Today, the expression “Eat, drink, and be merry” has become a cliché. If life ends at death, why not live it up? Why aspire to lofty values? If death ends it all, living for the present makes perfect sense. The apostle Paul said as much. He described the attitude of people who do not believe in the resurrection, saying: “If the dead are not to be raised up, ‘let us eat and drink, for tomorrow we are to die.'”— 1Corinthians 15:32.
PAUL himself did not believe that death meant an eternity of oblivion. He was convinced that the dead could live again, with the prospect of never dying at all. That conviction was founded on an event of immense importance, the truthfulness of which he considered to be unassailable—the resurrection * of Christ Jesus. That resurrection, in fact, was the greatest single event that strengthened the faith of the early disciples.
WHAT IF CHRIST HAD NOT BEEN RAISED?
Some Christians in ancient Corinth were confused about the matter, and others did not believe in the literal resurrection at all. The apostle listed the consequences if the resurrection were not a reality. He wrote: “If, indeed, there is no resurrection of the dead, neither has Christ been raised up. But if Christ has not been raised up, our preaching is certainly in vain, and our faith is in vain. Moreover, we are also found false witnesses of God . . . Your faith is useless; you are yet in your sins. . . . Also, those who fell asleep in death in union with Christ perished.”— 1Corinthians 15:13-18.
If the dead are not to be raised, then Christ, who died, could not have been rased to life. Then, preaching the good news would be in vain, a colossal hoax. After all, the resurrection of Christ was a key element of the Christian faith, being inseparably linked to some of the Bible’s most basic teachings about God’s sovereignty, his name, his Kingdom, and our salvation.

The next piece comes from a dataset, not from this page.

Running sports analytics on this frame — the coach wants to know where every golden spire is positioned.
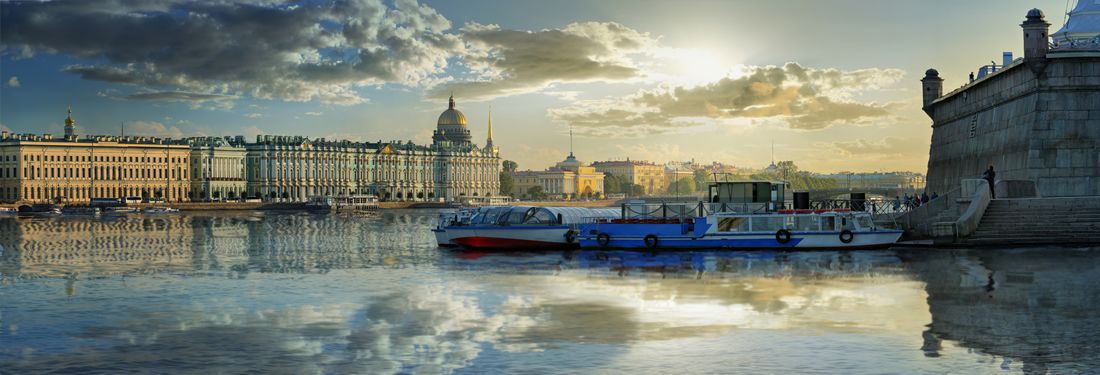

If Christ had not been raised from the dead, Christian faith would be in vain, empty, based on a lie. Further, Paul and the others would have spoken falsely not only about the resurrection of Jesus but also about the one whom they said resurrected him, Jehovah God. What is more, the assertion that Christ had “died for our sins” would also be untrue—for if the Savior himself had not been saved from death, he could not save others. (1Corinthians 15:3) That would mean that Christians who had died, in some cases as martyrs, had perished with a false hope that they would be resurrected. (1Corinthians 15:19)
WHY YOU SHOULD BELIEVE
Paul did not believe any of those negative consequences to be true. He knew that Jesus had been raised from the dead. (1Corinthians 15:3-8) What made Paul so sure of that? One reason was the testimony of many eyewitnesses. The resurrected Jesus appeared to individuals (including Paul himself), to smal groups, and even to a crowd of 500, many of whom had no doubt been skeptical when they heard the news that Jesus had been resurrected! (Luke 24:1-11) Most of the eyewitnesses were still alive in Paul’s day and could be consulted to confirm those appearances. (1Corinthians 15:6) One or two witnesses might be easy to dismiss, but not the testimony of 500 of more eyewitnesses.
Notice, too, that Paul mentioned twice that the death, burial, and resurrection of Jesus were “according to the Scriptures.” Those events confirmed that prophecies in the Hebrew Scriptures about the Messiah had come true, thus proving that Jesus was indeed the promised Messiah.